Among other things, you see a set of tags that have the prefix itunes. As you might imagine, the elements with tags beginning with itunes provide information that can be used by the iTunes program when it processes the feed. A standard RSS reader can process this same feed, but may ignore any elements with tags in the itunes namespace.

The web page: http://www.feedforall.com/directory-namespace.htm lists some other common namespaces. Notice that the same tag suffix may appear in multiple namespaces. For example, two name spaces may support a summary tag. However, using the namespace prefix enables the developer to distinguish between say itunes:summary and summary in another namespace.

XML and Java

Java provides both DOM and SAX parsers in the javax.xml.parsers package. The DOM parser produces a Document object, where Document is in the org.w3c.dom package. The Document represents the entire XML tree, which is comprised of Node objects. The Node class provides an API to traverse the tree. Node has several subclasses, the most notable of which are Text and Element.
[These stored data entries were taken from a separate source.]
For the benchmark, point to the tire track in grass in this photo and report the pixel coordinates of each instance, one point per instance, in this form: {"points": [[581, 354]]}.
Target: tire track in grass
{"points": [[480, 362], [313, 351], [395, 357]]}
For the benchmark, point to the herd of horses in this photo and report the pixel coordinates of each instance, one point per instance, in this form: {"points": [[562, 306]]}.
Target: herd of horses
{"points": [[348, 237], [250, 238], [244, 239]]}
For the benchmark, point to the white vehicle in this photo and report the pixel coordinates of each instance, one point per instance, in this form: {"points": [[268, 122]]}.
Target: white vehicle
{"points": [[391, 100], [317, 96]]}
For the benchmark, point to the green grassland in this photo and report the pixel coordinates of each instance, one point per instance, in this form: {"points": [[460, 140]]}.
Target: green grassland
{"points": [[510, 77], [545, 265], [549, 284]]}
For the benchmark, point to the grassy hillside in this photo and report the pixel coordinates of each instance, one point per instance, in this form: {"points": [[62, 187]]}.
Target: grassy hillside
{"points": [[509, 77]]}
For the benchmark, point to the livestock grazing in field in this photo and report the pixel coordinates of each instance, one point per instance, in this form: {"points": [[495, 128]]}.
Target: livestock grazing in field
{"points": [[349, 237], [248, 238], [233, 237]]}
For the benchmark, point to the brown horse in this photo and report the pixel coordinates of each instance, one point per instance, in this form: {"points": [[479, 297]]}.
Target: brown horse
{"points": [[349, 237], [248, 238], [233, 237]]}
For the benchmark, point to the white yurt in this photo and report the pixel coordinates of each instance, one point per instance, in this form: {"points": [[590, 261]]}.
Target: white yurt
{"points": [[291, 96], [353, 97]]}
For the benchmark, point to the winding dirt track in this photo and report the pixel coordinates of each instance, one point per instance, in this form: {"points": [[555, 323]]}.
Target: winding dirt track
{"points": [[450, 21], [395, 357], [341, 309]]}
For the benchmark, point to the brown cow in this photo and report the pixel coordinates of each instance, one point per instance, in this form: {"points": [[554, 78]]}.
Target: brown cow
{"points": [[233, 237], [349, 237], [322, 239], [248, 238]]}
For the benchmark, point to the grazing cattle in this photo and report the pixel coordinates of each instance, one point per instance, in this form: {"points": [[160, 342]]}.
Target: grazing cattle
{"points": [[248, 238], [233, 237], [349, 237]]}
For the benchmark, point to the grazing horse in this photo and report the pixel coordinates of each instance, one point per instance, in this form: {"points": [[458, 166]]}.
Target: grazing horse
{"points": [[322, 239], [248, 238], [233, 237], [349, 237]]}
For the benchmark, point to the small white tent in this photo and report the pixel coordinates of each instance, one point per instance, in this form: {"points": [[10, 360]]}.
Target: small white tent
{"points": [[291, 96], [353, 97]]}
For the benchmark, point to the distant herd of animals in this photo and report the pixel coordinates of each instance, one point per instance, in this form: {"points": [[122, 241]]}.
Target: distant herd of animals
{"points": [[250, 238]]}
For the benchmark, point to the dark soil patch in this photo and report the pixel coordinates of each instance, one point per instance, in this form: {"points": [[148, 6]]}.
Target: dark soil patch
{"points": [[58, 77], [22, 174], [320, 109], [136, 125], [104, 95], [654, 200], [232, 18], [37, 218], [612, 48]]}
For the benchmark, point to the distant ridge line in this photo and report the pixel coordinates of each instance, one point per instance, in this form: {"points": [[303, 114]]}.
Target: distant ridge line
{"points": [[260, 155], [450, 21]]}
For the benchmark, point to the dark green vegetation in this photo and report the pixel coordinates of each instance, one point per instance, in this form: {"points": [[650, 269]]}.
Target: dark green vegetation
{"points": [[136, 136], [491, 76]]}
All components in the tree are Nodes, but some are Elements and some are Text, and there are a few other subclasses as well. Below are a few of the most relevant APIs. For a full listing, see the Java API.

javax.xml.parsers

DocumentBuilderFactory - Defines a factory API that enables applications to obtain a parser that produces DOM object trees from XML documents.

DocumentBuilder - Defines the API to obtain DOM Document instances from an XML document. Using this class, an application programmer can obtain a Document from XML.